Bruce Charlton said...

@CCL - INteresting point - sounds plausible.

Mormons do seem to talk a bit about pre-mortal existence, although this is mainly a speculative 'folk Mormon' belief than part of the official church.

An interesting book by Terryl Givens (a Mormon - but the book covers all traditions) is When Souls Had Wings: Pre-Mortal Existence in Western Thought, 2010.

TheDoctorofOdoIsland said...

"We may have been 'angels' - i.e. spirits who were helpers and messengers of the divine"

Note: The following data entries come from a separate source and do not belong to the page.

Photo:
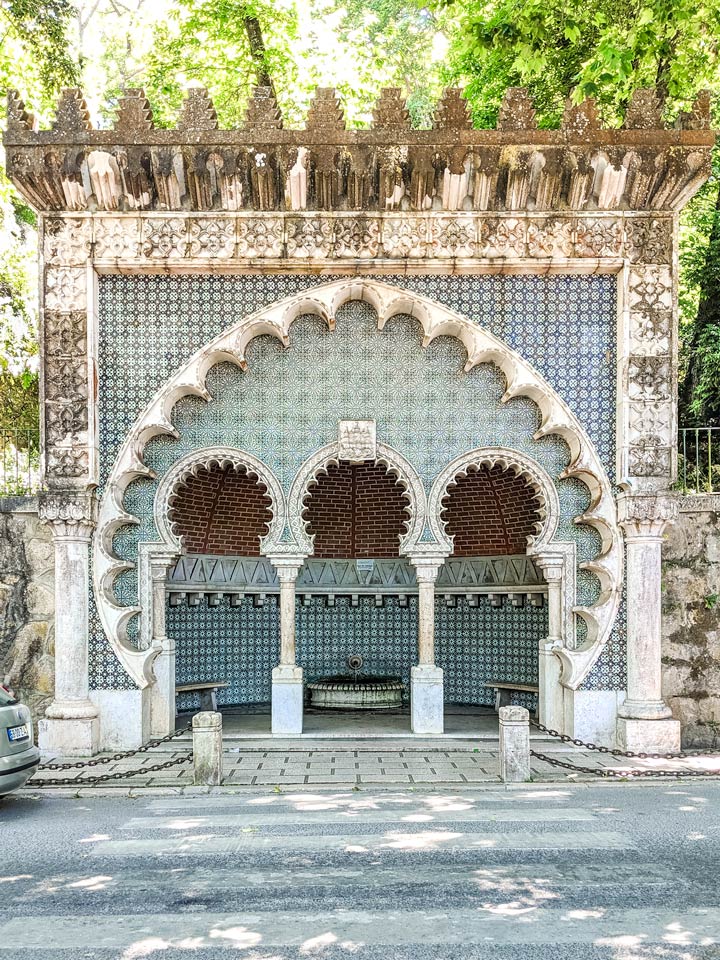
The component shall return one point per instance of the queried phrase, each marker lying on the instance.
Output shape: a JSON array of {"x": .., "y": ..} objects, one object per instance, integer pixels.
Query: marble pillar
[
  {"x": 71, "y": 727},
  {"x": 551, "y": 708},
  {"x": 287, "y": 677},
  {"x": 426, "y": 679},
  {"x": 645, "y": 721},
  {"x": 162, "y": 697}
]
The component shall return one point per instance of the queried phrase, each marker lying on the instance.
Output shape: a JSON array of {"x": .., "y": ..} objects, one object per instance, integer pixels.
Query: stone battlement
[{"x": 390, "y": 166}]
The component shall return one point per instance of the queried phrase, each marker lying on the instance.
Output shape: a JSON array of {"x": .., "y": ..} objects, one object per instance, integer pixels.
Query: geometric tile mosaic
[
  {"x": 474, "y": 645},
  {"x": 289, "y": 401}
]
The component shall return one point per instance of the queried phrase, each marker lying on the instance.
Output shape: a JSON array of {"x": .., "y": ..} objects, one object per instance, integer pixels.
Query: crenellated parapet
[{"x": 263, "y": 166}]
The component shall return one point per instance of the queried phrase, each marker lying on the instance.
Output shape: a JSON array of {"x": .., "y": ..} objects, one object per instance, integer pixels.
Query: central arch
[{"x": 425, "y": 533}]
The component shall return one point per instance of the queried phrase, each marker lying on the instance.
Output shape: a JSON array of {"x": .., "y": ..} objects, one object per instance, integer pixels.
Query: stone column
[
  {"x": 71, "y": 726},
  {"x": 645, "y": 721},
  {"x": 162, "y": 697},
  {"x": 550, "y": 696},
  {"x": 287, "y": 678},
  {"x": 426, "y": 680}
]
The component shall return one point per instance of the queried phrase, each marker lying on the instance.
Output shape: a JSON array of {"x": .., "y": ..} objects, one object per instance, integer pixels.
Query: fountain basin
[{"x": 351, "y": 693}]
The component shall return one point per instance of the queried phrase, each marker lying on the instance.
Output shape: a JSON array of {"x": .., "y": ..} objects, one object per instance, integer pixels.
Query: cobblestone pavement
[{"x": 352, "y": 764}]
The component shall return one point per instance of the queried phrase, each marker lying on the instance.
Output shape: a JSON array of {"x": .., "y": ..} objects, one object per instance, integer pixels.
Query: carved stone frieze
[
  {"x": 650, "y": 288},
  {"x": 598, "y": 238},
  {"x": 405, "y": 237},
  {"x": 166, "y": 238},
  {"x": 65, "y": 288},
  {"x": 357, "y": 237},
  {"x": 649, "y": 459},
  {"x": 453, "y": 236},
  {"x": 551, "y": 238},
  {"x": 117, "y": 239},
  {"x": 646, "y": 515},
  {"x": 649, "y": 378},
  {"x": 260, "y": 237},
  {"x": 309, "y": 237},
  {"x": 213, "y": 238},
  {"x": 504, "y": 237},
  {"x": 648, "y": 240},
  {"x": 71, "y": 513},
  {"x": 67, "y": 241},
  {"x": 650, "y": 331}
]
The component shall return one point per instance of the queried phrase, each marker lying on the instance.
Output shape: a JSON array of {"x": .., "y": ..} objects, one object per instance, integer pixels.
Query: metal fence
[
  {"x": 699, "y": 459},
  {"x": 19, "y": 461}
]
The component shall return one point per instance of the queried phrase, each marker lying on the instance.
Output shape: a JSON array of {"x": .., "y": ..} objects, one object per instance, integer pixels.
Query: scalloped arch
[
  {"x": 393, "y": 461},
  {"x": 519, "y": 464},
  {"x": 324, "y": 301}
]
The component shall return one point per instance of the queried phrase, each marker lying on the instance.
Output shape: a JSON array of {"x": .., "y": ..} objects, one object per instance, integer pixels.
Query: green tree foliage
[
  {"x": 35, "y": 53},
  {"x": 605, "y": 50}
]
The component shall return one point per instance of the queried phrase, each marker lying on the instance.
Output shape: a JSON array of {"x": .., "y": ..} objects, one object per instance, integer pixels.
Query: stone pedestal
[
  {"x": 287, "y": 700},
  {"x": 71, "y": 726},
  {"x": 426, "y": 700},
  {"x": 207, "y": 749},
  {"x": 645, "y": 721},
  {"x": 514, "y": 744}
]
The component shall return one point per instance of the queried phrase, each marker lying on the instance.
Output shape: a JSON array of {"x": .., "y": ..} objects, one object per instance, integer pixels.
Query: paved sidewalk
[{"x": 350, "y": 764}]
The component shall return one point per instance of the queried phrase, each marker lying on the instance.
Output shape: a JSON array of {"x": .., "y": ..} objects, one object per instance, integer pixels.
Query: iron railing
[
  {"x": 19, "y": 461},
  {"x": 699, "y": 459}
]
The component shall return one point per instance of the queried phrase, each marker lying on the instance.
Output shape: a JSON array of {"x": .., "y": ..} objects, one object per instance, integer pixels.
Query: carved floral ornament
[
  {"x": 326, "y": 166},
  {"x": 436, "y": 320}
]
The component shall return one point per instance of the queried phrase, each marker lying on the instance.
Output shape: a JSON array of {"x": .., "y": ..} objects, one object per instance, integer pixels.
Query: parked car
[{"x": 19, "y": 757}]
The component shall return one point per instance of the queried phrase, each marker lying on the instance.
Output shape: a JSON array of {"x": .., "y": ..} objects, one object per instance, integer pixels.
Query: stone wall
[
  {"x": 691, "y": 621},
  {"x": 26, "y": 603}
]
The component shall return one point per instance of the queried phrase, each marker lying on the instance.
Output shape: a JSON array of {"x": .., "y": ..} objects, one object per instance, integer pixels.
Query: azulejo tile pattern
[
  {"x": 290, "y": 400},
  {"x": 474, "y": 645}
]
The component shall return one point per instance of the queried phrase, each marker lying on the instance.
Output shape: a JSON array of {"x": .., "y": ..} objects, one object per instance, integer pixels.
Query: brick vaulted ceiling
[{"x": 221, "y": 511}]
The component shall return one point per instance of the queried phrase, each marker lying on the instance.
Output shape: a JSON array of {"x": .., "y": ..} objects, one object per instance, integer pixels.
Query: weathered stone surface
[
  {"x": 196, "y": 166},
  {"x": 26, "y": 604},
  {"x": 691, "y": 626}
]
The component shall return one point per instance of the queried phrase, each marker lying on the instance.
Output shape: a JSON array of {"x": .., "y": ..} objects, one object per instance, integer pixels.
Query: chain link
[
  {"x": 99, "y": 761},
  {"x": 609, "y": 772},
  {"x": 105, "y": 777},
  {"x": 613, "y": 752}
]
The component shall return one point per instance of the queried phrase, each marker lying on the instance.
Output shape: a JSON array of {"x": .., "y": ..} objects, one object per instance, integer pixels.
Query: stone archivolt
[
  {"x": 436, "y": 321},
  {"x": 263, "y": 166}
]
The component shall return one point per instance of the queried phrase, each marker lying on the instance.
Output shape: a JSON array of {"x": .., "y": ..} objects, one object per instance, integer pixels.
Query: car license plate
[{"x": 18, "y": 733}]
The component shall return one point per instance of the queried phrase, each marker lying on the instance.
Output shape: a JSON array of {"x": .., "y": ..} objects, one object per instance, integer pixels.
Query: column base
[
  {"x": 427, "y": 710},
  {"x": 648, "y": 736},
  {"x": 287, "y": 700},
  {"x": 79, "y": 737}
]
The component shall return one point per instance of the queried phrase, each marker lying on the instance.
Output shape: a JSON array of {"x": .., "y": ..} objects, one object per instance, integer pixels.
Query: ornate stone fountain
[{"x": 355, "y": 690}]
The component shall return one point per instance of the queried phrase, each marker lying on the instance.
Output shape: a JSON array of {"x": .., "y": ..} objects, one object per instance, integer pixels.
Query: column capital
[
  {"x": 427, "y": 566},
  {"x": 552, "y": 565},
  {"x": 71, "y": 514},
  {"x": 287, "y": 565},
  {"x": 646, "y": 516}
]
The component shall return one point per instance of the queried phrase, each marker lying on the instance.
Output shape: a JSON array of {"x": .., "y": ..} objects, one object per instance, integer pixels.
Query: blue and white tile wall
[{"x": 290, "y": 400}]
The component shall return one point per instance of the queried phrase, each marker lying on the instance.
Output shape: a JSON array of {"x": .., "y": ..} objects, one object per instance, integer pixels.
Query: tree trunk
[
  {"x": 258, "y": 52},
  {"x": 695, "y": 387}
]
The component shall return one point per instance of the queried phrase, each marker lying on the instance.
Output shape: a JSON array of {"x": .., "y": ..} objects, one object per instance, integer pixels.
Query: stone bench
[
  {"x": 207, "y": 691},
  {"x": 504, "y": 690}
]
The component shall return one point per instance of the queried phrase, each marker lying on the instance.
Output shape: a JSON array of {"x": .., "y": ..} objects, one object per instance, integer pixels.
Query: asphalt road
[{"x": 621, "y": 871}]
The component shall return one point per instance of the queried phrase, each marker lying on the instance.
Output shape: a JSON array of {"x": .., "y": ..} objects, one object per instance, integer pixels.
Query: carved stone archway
[{"x": 436, "y": 320}]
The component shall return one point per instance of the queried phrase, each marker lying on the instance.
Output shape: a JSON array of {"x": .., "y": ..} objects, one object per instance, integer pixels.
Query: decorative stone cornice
[
  {"x": 71, "y": 514},
  {"x": 645, "y": 517},
  {"x": 263, "y": 166}
]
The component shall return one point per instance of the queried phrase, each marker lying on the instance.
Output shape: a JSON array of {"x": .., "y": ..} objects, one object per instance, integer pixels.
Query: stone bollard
[
  {"x": 207, "y": 749},
  {"x": 514, "y": 744}
]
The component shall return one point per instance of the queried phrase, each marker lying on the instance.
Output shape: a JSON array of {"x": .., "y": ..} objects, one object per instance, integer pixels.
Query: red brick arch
[
  {"x": 490, "y": 512},
  {"x": 356, "y": 510},
  {"x": 221, "y": 511}
]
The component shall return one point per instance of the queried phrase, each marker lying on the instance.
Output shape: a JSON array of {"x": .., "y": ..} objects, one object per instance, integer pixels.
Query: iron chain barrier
[
  {"x": 120, "y": 774},
  {"x": 609, "y": 772}
]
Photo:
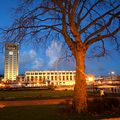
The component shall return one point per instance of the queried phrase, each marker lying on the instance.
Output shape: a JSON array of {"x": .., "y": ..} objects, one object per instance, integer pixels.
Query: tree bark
[{"x": 80, "y": 95}]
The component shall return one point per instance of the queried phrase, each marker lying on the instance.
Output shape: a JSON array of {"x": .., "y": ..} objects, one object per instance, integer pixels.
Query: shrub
[{"x": 104, "y": 106}]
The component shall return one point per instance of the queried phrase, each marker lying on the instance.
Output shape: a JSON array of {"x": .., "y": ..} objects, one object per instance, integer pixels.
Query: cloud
[
  {"x": 53, "y": 52},
  {"x": 29, "y": 60},
  {"x": 37, "y": 64},
  {"x": 1, "y": 63}
]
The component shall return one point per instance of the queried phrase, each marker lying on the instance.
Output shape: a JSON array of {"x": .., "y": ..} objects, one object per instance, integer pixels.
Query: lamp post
[{"x": 91, "y": 80}]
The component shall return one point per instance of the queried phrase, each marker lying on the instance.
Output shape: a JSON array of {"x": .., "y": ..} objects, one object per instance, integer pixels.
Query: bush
[{"x": 101, "y": 106}]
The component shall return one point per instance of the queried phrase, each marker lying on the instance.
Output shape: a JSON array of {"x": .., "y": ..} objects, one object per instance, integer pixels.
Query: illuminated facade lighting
[
  {"x": 11, "y": 62},
  {"x": 57, "y": 78}
]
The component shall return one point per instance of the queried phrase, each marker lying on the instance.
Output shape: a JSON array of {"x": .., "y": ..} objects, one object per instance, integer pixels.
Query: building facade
[
  {"x": 11, "y": 62},
  {"x": 56, "y": 78}
]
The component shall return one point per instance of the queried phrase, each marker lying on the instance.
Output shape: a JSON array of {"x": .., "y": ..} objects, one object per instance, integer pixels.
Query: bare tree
[{"x": 82, "y": 23}]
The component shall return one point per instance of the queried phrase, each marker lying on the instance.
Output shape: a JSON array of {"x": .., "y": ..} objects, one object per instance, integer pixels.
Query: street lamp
[{"x": 91, "y": 80}]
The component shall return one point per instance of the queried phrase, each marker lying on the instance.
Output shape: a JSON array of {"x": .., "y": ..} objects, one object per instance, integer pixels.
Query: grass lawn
[
  {"x": 43, "y": 94},
  {"x": 51, "y": 112},
  {"x": 39, "y": 113},
  {"x": 34, "y": 94}
]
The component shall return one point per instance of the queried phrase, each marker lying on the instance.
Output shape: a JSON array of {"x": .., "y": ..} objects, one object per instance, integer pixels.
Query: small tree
[{"x": 81, "y": 22}]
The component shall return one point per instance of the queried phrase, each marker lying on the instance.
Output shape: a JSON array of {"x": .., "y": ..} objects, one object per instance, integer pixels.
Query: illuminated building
[
  {"x": 57, "y": 78},
  {"x": 11, "y": 62}
]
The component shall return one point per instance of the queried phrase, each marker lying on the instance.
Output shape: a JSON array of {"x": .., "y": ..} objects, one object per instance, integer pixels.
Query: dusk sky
[{"x": 32, "y": 58}]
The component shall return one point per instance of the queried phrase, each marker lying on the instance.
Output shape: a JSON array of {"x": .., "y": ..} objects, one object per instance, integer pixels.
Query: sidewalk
[{"x": 111, "y": 119}]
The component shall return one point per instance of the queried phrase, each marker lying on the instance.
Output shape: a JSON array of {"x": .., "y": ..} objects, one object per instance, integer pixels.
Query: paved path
[{"x": 31, "y": 102}]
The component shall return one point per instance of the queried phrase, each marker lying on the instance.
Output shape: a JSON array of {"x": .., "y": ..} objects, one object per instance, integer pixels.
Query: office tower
[{"x": 11, "y": 62}]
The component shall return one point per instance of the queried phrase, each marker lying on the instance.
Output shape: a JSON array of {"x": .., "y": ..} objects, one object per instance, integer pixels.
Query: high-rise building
[{"x": 11, "y": 62}]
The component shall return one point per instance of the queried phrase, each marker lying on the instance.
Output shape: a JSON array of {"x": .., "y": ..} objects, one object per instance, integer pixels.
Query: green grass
[
  {"x": 43, "y": 94},
  {"x": 46, "y": 112},
  {"x": 40, "y": 113},
  {"x": 34, "y": 94}
]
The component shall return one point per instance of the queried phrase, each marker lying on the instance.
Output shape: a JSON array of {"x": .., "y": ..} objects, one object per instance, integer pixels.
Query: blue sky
[{"x": 31, "y": 58}]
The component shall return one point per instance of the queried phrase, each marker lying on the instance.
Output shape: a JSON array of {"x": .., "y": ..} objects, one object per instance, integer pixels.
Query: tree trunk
[{"x": 80, "y": 95}]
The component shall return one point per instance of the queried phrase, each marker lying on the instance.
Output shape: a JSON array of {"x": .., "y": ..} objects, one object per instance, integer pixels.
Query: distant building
[
  {"x": 11, "y": 62},
  {"x": 56, "y": 78}
]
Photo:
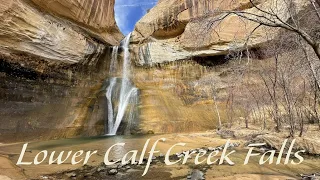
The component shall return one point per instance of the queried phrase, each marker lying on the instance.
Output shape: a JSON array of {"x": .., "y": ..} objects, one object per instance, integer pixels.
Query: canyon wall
[
  {"x": 54, "y": 59},
  {"x": 201, "y": 28},
  {"x": 190, "y": 74}
]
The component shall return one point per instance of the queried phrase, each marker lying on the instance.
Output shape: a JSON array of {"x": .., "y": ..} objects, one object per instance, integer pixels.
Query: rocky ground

This is an uncontroversial part of Mormon beliefs. It's accepted, for example, that Adam was the archangel Michael before he came to Earth, and Noah is identified with Gabriel.
- Carter Craft

Bruce Charlton said...

@Carter - Yes, I know - my emphasis was that we, personally, may have been angels with very specific personal involvements of the kind that might lead to recollections that might be interpreted as evidence of reincarnation.

Rainforest Giant said...

I would make a poor angel. Give me a couple thousand more years.

Bruce Charlton said...

@RG -But maybe you have already been an angel, as a pre-mortal spirit? Pre-mortal spirits have less freedom. agency than mortals - so these angles are acting much more directly as 'messengers' of God. In a sense they, themselves, don't need to be 'good' but merely need to choose to serve God (the pre-mortal angels that choose to oppose God are the demons: Mormon revelation says that these are denied incarnation, condemned to remain spirits).